Description of the specific PILI verbal response strategies

Recasts Models of a more mature version of the youth’s verbalization that provided an opportunity to learn new linguistic means of expressing the same meaning (e.g., “boy run” could be recast as “the boy is running in the yard.”). Recasts also serve to acknowledge and reinforce the youth’s conversational turn.
WH questions Open-ended WH questions (e.g., “What is the boy doing?” and “How is the boy feeling?”) that prompt the child to provide an on-topic verbal response, engage the youth with FXS in the storytelling activity, support his/her practice of language skills, and improve the youth’s understanding of story details as well as his/her ability to retell the story in his/her own words.
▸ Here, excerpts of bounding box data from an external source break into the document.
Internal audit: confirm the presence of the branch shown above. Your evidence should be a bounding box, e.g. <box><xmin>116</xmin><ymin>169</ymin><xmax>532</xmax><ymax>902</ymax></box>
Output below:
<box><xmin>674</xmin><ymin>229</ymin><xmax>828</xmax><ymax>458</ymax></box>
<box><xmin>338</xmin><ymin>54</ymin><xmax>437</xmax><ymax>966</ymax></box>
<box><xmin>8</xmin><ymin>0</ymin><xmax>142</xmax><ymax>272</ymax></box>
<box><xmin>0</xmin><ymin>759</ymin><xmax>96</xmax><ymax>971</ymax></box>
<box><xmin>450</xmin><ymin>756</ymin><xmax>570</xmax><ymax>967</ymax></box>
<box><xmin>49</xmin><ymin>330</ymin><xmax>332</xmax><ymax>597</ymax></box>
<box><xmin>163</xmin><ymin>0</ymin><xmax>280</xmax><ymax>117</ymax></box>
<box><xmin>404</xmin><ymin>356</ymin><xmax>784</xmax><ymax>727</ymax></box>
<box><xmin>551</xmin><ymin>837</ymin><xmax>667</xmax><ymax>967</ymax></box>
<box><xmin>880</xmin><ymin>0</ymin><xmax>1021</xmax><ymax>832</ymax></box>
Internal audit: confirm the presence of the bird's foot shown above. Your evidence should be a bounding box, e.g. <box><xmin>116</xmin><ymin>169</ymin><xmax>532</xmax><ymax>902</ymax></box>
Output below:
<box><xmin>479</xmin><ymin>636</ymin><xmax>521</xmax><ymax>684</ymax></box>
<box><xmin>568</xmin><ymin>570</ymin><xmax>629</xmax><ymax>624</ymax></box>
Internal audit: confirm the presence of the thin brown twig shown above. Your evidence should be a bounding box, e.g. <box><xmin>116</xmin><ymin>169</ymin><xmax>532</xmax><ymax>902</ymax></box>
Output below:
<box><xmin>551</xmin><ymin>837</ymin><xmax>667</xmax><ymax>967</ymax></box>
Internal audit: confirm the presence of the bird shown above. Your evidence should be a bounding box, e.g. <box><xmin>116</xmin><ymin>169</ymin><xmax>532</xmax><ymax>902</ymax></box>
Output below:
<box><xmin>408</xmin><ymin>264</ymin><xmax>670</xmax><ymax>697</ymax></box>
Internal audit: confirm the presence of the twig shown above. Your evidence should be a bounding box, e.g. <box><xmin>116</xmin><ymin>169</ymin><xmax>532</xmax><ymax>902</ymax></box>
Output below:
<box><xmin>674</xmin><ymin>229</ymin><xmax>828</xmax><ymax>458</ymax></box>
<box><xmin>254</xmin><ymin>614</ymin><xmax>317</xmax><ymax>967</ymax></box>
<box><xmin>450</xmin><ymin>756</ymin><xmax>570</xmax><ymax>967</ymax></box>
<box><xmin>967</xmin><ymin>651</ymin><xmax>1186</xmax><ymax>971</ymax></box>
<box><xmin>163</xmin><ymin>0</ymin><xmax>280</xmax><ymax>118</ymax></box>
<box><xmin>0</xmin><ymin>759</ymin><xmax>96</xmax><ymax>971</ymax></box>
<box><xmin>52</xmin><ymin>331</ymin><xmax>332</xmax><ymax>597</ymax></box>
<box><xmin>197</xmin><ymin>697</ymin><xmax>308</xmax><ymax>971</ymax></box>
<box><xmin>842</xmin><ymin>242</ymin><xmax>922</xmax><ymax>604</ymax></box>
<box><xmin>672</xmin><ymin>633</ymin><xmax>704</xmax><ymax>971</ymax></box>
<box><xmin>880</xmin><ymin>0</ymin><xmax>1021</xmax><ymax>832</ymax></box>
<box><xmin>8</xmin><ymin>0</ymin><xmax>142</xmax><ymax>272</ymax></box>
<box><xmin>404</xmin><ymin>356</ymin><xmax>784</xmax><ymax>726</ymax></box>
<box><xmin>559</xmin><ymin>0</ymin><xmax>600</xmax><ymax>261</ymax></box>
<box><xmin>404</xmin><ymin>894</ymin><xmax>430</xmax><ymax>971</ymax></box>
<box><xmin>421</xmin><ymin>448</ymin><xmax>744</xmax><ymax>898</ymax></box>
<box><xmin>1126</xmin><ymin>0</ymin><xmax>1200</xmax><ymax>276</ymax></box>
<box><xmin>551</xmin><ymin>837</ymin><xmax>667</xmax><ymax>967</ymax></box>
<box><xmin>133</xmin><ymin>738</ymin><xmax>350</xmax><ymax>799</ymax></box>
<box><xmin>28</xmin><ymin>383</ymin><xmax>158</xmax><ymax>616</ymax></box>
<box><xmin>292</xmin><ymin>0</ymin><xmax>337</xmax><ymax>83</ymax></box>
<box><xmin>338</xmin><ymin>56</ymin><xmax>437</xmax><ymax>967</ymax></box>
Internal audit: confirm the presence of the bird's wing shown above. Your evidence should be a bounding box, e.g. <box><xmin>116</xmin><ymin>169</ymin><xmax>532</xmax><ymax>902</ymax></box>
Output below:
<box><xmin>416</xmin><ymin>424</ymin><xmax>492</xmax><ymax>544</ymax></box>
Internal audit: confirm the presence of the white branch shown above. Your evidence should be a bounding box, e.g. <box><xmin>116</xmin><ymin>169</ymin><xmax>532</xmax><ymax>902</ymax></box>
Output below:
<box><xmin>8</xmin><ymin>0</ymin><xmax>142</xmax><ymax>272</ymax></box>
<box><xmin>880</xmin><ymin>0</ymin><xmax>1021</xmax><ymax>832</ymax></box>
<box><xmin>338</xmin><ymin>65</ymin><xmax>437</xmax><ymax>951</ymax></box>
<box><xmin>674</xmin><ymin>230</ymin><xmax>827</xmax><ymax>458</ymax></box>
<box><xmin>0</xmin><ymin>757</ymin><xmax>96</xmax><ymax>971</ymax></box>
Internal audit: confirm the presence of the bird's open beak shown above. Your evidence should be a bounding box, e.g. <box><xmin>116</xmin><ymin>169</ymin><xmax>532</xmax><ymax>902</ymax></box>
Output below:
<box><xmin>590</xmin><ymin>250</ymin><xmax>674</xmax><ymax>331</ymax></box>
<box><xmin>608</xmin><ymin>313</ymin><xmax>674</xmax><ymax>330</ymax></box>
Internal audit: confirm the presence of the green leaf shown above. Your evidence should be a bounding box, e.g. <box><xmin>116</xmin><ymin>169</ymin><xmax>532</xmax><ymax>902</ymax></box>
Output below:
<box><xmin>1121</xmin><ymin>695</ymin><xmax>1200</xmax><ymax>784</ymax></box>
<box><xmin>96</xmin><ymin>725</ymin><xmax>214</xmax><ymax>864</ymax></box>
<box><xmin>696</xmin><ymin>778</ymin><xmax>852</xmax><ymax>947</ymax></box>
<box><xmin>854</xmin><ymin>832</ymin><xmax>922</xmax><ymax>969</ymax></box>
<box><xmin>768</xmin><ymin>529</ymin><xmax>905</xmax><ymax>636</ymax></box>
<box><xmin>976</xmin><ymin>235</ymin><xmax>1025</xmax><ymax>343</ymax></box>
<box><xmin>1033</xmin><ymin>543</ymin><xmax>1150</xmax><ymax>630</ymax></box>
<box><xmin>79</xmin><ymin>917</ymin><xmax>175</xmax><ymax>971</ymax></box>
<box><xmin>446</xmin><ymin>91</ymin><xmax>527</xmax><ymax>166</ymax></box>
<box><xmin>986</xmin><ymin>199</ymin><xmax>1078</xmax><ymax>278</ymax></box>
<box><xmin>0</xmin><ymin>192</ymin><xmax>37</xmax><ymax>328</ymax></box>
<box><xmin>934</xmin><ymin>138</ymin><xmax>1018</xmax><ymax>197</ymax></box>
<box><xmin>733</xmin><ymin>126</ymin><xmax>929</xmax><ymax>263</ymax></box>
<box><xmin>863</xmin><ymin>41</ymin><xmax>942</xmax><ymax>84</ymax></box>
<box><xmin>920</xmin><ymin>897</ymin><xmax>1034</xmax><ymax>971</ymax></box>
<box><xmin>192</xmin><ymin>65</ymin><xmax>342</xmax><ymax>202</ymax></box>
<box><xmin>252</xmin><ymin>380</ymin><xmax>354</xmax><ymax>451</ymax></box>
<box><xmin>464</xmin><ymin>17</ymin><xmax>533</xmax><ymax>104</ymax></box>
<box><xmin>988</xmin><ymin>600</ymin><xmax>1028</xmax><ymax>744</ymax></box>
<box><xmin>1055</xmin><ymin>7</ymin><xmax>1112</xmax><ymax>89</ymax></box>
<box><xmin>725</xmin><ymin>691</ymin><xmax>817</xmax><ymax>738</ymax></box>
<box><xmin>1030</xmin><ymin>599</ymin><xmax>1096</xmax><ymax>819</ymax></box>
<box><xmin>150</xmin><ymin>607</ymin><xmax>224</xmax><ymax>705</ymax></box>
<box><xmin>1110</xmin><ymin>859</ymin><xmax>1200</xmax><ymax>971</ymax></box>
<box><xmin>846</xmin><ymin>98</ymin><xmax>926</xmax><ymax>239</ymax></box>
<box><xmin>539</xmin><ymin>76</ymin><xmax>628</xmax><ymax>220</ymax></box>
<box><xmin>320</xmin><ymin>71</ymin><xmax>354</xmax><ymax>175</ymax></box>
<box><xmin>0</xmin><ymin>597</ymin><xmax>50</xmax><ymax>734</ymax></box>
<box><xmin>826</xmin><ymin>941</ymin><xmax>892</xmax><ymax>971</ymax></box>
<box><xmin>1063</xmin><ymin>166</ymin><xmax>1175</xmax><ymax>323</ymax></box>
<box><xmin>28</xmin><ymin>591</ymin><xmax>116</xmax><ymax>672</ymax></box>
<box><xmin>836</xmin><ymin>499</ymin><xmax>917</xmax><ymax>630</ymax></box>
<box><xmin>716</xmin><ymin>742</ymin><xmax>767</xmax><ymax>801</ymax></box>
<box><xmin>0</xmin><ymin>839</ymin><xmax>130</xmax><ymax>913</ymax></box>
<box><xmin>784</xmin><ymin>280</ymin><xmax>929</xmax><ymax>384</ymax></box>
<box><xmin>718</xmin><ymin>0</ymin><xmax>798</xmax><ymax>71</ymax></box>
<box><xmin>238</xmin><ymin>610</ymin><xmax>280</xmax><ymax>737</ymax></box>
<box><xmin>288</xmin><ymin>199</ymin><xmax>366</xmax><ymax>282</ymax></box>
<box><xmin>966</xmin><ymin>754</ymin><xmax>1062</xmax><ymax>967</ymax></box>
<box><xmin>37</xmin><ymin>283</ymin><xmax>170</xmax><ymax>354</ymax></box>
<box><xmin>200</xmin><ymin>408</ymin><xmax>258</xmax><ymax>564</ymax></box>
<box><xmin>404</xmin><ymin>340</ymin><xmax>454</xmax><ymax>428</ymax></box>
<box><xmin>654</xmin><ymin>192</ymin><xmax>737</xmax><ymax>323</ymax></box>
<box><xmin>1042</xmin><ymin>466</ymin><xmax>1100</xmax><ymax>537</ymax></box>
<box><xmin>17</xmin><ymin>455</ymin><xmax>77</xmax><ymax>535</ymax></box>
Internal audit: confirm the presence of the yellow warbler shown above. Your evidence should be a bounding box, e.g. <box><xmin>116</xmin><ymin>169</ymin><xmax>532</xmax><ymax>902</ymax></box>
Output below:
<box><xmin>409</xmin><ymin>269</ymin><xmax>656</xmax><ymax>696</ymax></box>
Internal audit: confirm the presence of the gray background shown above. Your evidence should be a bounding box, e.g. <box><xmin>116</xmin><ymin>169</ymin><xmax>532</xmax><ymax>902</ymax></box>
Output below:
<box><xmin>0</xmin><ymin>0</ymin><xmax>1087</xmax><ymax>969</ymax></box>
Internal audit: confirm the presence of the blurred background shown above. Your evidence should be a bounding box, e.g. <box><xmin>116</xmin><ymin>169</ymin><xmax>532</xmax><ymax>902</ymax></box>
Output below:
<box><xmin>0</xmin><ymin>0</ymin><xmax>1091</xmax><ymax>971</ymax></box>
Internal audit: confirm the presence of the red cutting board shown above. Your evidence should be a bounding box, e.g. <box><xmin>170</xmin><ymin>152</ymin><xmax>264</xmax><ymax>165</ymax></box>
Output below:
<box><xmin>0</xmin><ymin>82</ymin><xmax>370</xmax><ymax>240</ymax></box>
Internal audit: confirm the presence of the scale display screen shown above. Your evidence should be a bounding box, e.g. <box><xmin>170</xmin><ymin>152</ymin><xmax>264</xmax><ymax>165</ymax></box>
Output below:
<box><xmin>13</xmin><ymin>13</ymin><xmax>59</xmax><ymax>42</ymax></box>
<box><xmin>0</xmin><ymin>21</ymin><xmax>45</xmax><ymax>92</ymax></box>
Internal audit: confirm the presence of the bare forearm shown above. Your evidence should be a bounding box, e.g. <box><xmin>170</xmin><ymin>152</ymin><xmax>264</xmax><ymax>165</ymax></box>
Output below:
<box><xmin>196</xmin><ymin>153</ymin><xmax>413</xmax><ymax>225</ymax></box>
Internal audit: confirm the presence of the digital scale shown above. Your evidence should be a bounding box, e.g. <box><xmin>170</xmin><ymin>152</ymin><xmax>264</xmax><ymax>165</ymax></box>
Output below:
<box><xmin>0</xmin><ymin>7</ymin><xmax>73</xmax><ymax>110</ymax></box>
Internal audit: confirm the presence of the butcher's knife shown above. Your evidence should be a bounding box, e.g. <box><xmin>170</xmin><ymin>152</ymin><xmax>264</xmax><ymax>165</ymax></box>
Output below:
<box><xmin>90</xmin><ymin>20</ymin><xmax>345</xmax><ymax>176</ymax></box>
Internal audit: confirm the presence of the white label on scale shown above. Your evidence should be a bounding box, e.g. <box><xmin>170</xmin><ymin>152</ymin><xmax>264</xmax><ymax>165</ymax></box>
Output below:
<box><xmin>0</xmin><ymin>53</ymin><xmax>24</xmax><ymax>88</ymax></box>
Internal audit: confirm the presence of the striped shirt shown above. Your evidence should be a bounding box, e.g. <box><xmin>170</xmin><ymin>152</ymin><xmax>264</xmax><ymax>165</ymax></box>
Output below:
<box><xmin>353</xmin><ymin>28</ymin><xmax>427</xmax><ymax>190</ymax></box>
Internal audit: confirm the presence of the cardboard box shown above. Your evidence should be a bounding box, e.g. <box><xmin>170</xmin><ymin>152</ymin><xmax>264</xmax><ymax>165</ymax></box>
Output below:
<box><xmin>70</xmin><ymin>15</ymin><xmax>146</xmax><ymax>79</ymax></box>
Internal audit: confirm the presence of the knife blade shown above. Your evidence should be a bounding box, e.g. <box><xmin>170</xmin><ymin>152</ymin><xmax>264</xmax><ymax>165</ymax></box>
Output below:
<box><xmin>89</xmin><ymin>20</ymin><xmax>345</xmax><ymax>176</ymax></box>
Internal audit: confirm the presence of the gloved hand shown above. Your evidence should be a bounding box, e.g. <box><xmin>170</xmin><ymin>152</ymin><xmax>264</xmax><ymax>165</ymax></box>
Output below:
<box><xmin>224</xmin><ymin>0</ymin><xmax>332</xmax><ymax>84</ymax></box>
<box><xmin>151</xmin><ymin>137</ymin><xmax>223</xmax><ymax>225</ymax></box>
The youth’s responses provide an opportunity for the parent to recast the youth’s verbalization or provide story-related talking to model the appropriate response.
Fill-in-the-blank (FIB) prompts Starting a sentence and then using a rising intonation and pause to mark an expectation that the youth with FXS is to complete the sentence (e.g., “the doggy is being chased by the …” that prompts the youth to say, “girl”). FIBs convey to the youth that an on-topic response is expected and support successful participation in the storytelling, but with minimal linguistic demands on the youth with FXS. The youth’s responses to a FIB prompt provided an opportunity for the parent to recast the youth’s verbalization or provide story-related talking to model the appropriate response.